Esta conclusión (insisto, dentro de otras no menores) es un golpe demasiado fuerte a la ignorancia y a la frivolidad, a la intolerancia con que solemos apuntarnos a opinar de todo sin la mínima dosis de conocimiento. En efecto en el caso de Sade se sabe lo que se dice y lo que aumentan sobre lo que se dice, pero se ignoran los datos más elementales de su vida. Una vida tan distinta al fantasma construido sobre él.
El otro detalle que suele chocar es que Sade escribió mucho e hizo, de hecho, muy poco reprochable. Es lo que se conoce como la vida de un escritor de ficción en el que se toman las ficciones por hechos. Cuando se trata del sexo, el límite no suele ponerlo nadie.
La cuestión viene de lejos. Cuando Sade murió en Francia, aquel frío 2 de diciembre de 1808, sus obras circulaban en la clandestinidad. Sus hijos y su familia (Sade fue un padre de familia, sí) guardaron silencio. Pronto la psiquiatría se encargo de hacer de él el monstruo que todos conocen a través de un síntoma derivado de su nombre y aplicado a todo el que, siniestro, perverso, etc, hacía el mal para sentir gusto o placer. Al sadismo se añadió el ensañamiento, ya no con él, convertido en una entelequia sino con cualquiera a quien le cayera encima el diagnóstico sádico.
Un siglo más tarde, en 1903, el autor de La vida sexual de nuestro tiempo y uno de los fundadores de la sexología, Iván Bloch, -bajo el pseudónimo de Albert Dürer- tuvo el coraje de afirmar -y probar- que Sade no era ningún psicópata sexual, como afirmaban los tratados. Y que muchos, así diagnósticados, no eran sino producto de la comodidad, de un estereotipo y de prejuicios científicos. Sobre todo, comodidad o pereza -desidia- para cubrir con un rápido diagnóstico lo que necesita un poco -sólo un poco- de estudio y conocimiento. Aquella obra de Bloch fue traducida al castellano en 1924.

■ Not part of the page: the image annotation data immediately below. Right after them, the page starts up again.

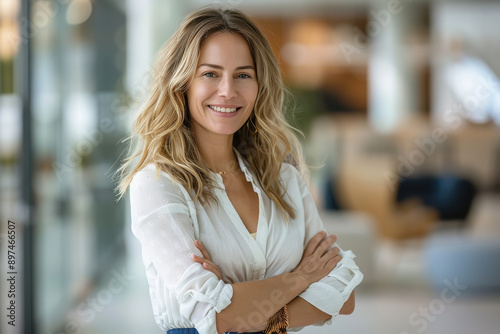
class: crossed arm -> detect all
[193,232,355,333]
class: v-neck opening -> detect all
[217,148,264,242]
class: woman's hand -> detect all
[191,240,222,279]
[293,231,342,284]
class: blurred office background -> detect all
[0,0,500,334]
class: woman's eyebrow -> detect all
[198,64,255,71]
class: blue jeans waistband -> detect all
[167,328,262,334]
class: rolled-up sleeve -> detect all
[290,167,363,326]
[130,170,233,334]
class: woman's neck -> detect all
[195,135,239,173]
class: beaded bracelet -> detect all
[264,305,288,334]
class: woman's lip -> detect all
[207,106,242,118]
[208,104,241,108]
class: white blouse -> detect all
[130,150,363,334]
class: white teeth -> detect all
[209,106,238,113]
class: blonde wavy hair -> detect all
[117,7,307,220]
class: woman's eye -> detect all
[203,72,216,78]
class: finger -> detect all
[314,234,337,257]
[194,240,212,261]
[304,231,326,256]
[324,247,340,258]
[326,255,342,270]
[191,254,219,271]
[191,254,208,264]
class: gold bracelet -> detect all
[264,305,288,334]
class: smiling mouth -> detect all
[208,105,241,113]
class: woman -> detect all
[120,8,363,334]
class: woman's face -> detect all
[187,32,258,140]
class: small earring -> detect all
[247,118,259,134]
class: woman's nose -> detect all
[219,77,237,99]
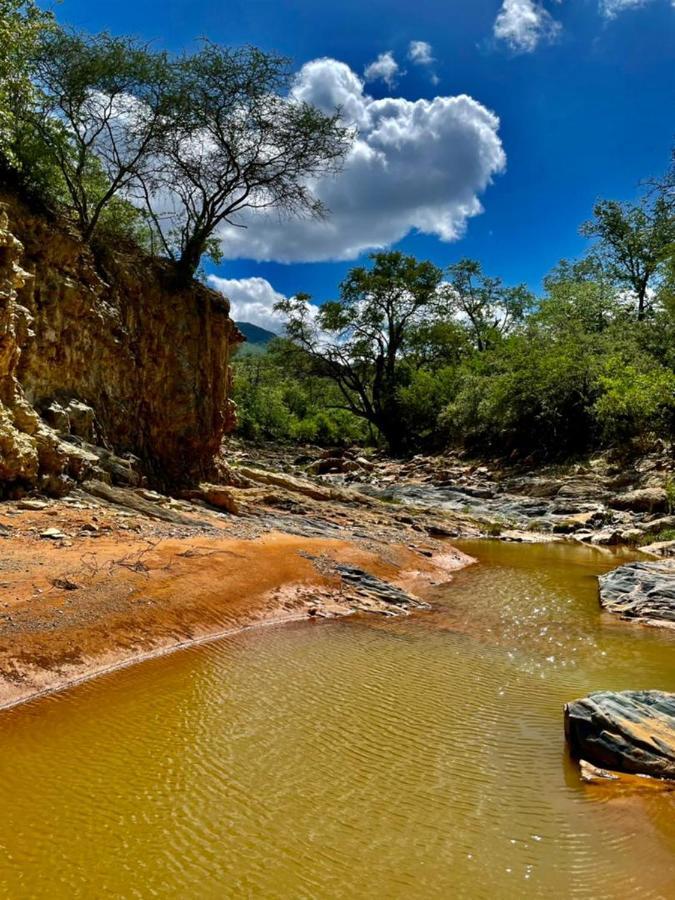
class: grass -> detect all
[639,528,675,547]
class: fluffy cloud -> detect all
[600,0,656,19]
[493,0,564,53]
[207,275,285,334]
[408,41,435,66]
[363,50,398,87]
[214,59,506,262]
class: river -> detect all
[0,541,675,900]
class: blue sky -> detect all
[45,0,675,325]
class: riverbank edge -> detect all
[0,516,476,711]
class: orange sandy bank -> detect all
[0,502,472,707]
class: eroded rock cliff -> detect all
[0,196,239,495]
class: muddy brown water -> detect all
[0,542,675,900]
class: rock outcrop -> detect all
[598,561,675,628]
[565,691,675,779]
[0,196,240,495]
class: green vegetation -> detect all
[234,341,369,446]
[0,0,352,274]
[0,0,675,459]
[237,156,675,460]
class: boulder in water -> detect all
[565,691,675,779]
[598,561,675,628]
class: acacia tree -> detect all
[276,252,447,452]
[32,28,174,240]
[142,43,352,279]
[445,259,534,352]
[581,188,675,320]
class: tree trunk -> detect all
[176,241,204,287]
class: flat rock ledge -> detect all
[598,561,675,628]
[565,691,675,780]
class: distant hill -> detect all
[237,322,279,344]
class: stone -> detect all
[66,400,94,443]
[17,499,49,512]
[565,691,675,779]
[598,561,675,628]
[608,488,668,512]
[42,400,70,434]
[335,565,429,610]
[640,541,675,558]
[40,528,66,541]
[0,191,241,496]
[197,484,241,516]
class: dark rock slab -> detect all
[335,565,429,610]
[565,691,675,779]
[598,562,675,628]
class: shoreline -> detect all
[0,501,475,711]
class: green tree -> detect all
[146,43,352,278]
[445,259,534,351]
[31,28,175,240]
[581,189,675,319]
[277,252,447,452]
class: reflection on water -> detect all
[0,543,675,900]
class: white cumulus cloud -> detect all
[214,58,506,262]
[408,41,435,66]
[600,0,656,19]
[363,50,398,87]
[493,0,564,53]
[206,275,285,334]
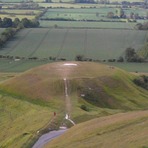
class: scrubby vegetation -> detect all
[134,75,148,90]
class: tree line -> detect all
[0,17,39,48]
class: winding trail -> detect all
[32,129,67,148]
[32,63,77,148]
[63,78,75,125]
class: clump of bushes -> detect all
[134,75,148,90]
[80,104,89,112]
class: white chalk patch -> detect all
[64,63,77,66]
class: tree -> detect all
[125,48,144,62]
[107,12,114,18]
[75,55,84,61]
[13,18,21,27]
[125,47,136,61]
[2,17,13,28]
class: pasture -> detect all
[40,20,136,29]
[0,28,148,72]
[0,9,41,15]
[0,28,147,60]
[0,28,5,34]
[0,14,35,20]
[42,6,147,21]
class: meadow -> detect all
[40,20,137,29]
[0,28,147,60]
[41,5,147,21]
[0,27,148,72]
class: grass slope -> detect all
[0,62,148,148]
[0,93,54,148]
[0,62,148,118]
[138,42,148,59]
[45,111,148,148]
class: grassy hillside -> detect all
[0,92,55,148]
[45,111,148,148]
[0,62,148,119]
[0,62,148,148]
[138,42,148,59]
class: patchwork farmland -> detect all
[0,27,148,72]
[0,28,147,60]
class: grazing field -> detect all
[0,28,148,72]
[41,7,147,21]
[40,20,137,29]
[1,0,143,3]
[0,28,147,60]
[0,28,5,34]
[0,9,41,15]
[0,14,35,20]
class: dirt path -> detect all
[63,78,71,115]
[32,129,67,148]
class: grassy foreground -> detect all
[0,62,148,148]
[45,111,148,148]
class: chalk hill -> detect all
[0,62,148,110]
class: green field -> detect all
[1,0,143,3]
[42,6,148,21]
[0,28,5,34]
[0,28,147,60]
[0,28,148,72]
[40,20,137,29]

El surrealismo francés tomó a Sade como una fuente de inspiración. En los años sesenta, Simonne de Beauvoir escribió un ensayo titulado: ¿Quemamos a Sade? Esta obra fue un revuelo -otro- en la naciente ola de feminismo de la época. No. Sade no necesita ser quemado. Nos ha enseñado mucho. Y lo que necesita es ser conocido, no tipificado y estereotipado. Condenado por aclamación popular. Sade, nuestro hermano, es otra obra sobre la biografía de Sade. Hay cientos en contra y a favor. Sade ha dado para todo. Hasta para una gran lección que podemos aprender, si queremos, claro.